Il faut conclure de ce qui précède que les institutions de crédit hautement spécialisées ne sont plus considérées comme le mécanisme de financement le plus approprié pour les zones rurales, et en particulier pour les ruraux pauvres. Les intermédiaires qui acceptent des dépôts d'épargne, telles les agences de banques locales, les coopératives et autres organisations rurales sont devenus de plus en plus populaires parmi les ruraux eux-mêmes et ont donné des résultats prometteurs. Il est communément admis qu'il devrait y avoir possibilité de choix entre les institutions offrant des services financiers, et que celles-ci devraient se faire concurrence et améliorer ainsi les services fournis à leurs clients. L'acceptabilité d'une institution par des clients en puissance devrait être le principal critère de choix pour les différents types d'intermédiaires financiers dans les zones rurales. Il importe tout particulièrement pour les pauvres des zones rurales de pouvoir s'adresser à des intermédiaires financiers informels et de constituer des liens opérationnels entre eux et les mécanismes financiers officiels.

9.6 Commercialisation

La structure des marchés ruraux influe sur l'incidence et la persistance de la pauvreté rurale, car elle contribue à gouverner la structure du commerce et les processus qui fixent les termes de l'échange. La structure du système de commercialisation des pays en développement est diversifiée et souvent complexe. Le système est caractérisé par les modalités de crédit, les moyens d'entreposage, de transport, et le rôle de toute une hiérarchie d'intermédiaires, par exemple petits et gros commerçants, coopératives et organismes d'Etat assurant des fonctions de négoce, de transformation, de distribution, et de vente en gros et au détail. L'une des caractéristiques communes à nombre de pays en développement est que les échanges réalisés, surtout par les pauvres, sont de volume relativement faible. Les ruraux pauvres prennent part à ces échanges en tant que producteurs de petites quantités de produits de rente ou d'excédents vivriers, comme acheteurs nets de vivres et autres produits de consommation de base, comme petits commerçants dans les zones de production de denrées vivrières de base, et comme travailleurs dans la production agricole, la transformation alimentaire et la distribution locale.

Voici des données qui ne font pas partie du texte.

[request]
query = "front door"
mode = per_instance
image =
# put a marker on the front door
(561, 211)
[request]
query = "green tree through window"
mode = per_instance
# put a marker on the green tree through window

La faible envergure du marché accroît les coûts de commercialisation et de production ; les premiers en raison du manque d'informations, les seconds en raison du manque de spécialisation et de division du travail. En outre, lorsque le marché n'est pas structuré ou ne l'est qu'incomplètement, le petit commerçant, consommateur ou producteur, subit les contraintes des barrières protectionnistes, de l'insécurité des droits fonciers, et de la médiocre application de la législation. Pour pallier cela, il existe fréquemment des « formes organisationnelles » parallèles et des règles et conventions tacites qui viennent structurer les échanges.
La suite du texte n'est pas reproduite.